HUFFINGTON POST: Misleading Assurances in the Corinthian-ECMC Deal
Career College Central Summary:
Student loan debt collection company ECMC has just begun its takeover of 56 campuses of the failed, predatory for-profit Corinthian Colleges. But already, assurances from both federal government officials and ECMC itself regarding protections for students in the deal appear to have been highly misleading. A brand-new Everest College enrollment agreement, seen by Republic Report, combined with other information, suggests that the deal is worse for students than has been promised.
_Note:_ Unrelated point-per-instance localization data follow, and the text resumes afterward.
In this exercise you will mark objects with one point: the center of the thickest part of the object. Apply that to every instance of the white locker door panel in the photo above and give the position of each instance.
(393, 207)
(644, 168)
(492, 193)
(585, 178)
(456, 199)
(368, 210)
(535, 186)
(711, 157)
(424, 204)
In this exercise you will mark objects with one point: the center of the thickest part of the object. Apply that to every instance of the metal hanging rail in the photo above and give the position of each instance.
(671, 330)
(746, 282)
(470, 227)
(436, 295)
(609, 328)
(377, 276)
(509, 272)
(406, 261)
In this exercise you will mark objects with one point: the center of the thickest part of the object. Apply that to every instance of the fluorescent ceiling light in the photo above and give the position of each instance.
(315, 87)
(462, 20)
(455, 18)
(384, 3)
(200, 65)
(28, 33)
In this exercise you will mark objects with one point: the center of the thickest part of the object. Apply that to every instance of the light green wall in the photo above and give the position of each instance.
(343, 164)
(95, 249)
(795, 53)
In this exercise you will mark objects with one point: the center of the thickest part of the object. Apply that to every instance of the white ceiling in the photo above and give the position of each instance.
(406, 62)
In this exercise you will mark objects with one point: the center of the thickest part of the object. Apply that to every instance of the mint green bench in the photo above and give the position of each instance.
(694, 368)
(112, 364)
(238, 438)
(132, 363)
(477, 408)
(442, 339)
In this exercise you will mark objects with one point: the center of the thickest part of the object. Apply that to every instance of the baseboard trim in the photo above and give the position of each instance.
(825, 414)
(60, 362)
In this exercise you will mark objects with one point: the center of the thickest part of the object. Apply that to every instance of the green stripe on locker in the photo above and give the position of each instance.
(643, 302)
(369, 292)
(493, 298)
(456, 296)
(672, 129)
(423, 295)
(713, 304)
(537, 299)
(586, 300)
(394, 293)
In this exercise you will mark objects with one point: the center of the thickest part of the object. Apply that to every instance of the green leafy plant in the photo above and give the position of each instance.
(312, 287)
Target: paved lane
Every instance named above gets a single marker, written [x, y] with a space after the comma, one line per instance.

A striking example is a provision of this new enrollment agreement document, which is presented under the header "Everest College, An affiliate of Zenith Education Group, Inc." Zenith is the new non-profit college subsidiary of ECMC, and the provision in question concerns students' rights when they have a dispute with the school. ECMC, in its agreement this month with the U.S. Department of Education, dropped its determined insistence that students be required to surrender their rights to take disputes to court and instead be required go to a private arbitrator. ECMC's change of course was presented to the public and media as an important concession to students and their advocates (including me), as well as some members of Congress, who had emphatically argued that such mandatory arbitration agreements harm students and are typical of predatory for-profit colleges like Corinthian but not used by legitimate non-profit schools, as Zenith aspired to be. While student advocates still objected to the deal's ban on class action lawsuits — which allow students to bring claims on behalf of all of those harmed in a similar way — they were pleased that at least students would be able to go to court.
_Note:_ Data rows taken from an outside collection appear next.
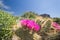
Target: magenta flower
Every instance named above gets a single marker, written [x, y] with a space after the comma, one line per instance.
[30, 24]
[56, 25]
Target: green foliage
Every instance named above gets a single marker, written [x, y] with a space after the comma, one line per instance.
[47, 26]
[29, 15]
[56, 20]
[6, 22]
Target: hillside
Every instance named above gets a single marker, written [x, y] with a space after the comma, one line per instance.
[11, 25]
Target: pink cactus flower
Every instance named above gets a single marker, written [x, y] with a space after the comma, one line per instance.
[30, 24]
[56, 25]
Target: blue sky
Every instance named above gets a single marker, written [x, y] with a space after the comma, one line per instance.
[18, 7]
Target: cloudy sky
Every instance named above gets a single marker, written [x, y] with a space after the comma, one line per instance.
[18, 7]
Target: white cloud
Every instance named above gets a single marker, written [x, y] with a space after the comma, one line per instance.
[3, 6]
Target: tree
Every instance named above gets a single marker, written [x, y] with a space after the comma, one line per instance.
[6, 22]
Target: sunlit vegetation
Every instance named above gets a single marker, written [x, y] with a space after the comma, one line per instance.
[7, 22]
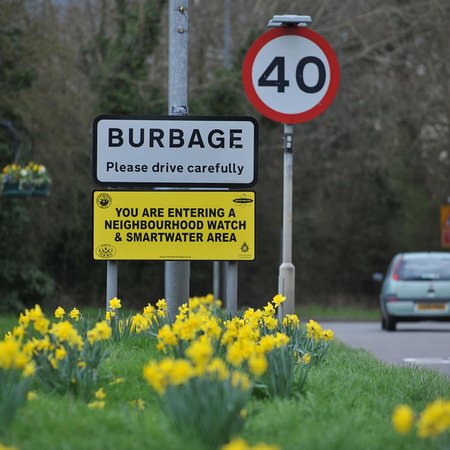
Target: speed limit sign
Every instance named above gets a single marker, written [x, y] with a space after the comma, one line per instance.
[290, 74]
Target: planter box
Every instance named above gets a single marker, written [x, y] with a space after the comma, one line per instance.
[17, 190]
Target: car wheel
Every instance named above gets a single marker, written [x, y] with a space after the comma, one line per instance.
[390, 323]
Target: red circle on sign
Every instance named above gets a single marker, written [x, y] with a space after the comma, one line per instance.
[268, 111]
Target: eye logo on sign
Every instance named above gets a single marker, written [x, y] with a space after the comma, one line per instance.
[105, 251]
[104, 200]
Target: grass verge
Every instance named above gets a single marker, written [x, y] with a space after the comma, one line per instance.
[346, 404]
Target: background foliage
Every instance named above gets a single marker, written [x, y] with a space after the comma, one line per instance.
[370, 173]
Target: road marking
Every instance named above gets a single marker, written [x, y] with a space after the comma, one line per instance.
[427, 360]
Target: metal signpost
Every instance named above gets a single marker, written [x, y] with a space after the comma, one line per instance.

But what no one told us is a critical point in the the new Everest/Zenith agreement: Students must agree to give up the right to a jury trial. The agreement reads, "By my signature, I acknowledge that I understand that both I and The School are irrevocably waiving rights to a trial by jury." An addendum reiterates, "IN THE EVENT THAT YOU ELECT TO BRING A CLAIM IN COURT, YOU AGREE TO WAIVE YOUR RIGHTS TO A JURY TRIAL AND THAT THE CLAIM SHALL BE SUBMITTED TO A JUDGE ONLY AND NOT TO A JURY." Prohibiting students from presenting their claims to a jury takes away a major aspect of their right to sue in the first place. Yet that was never publicly explained when ECMC and the Department of Education announced the deal.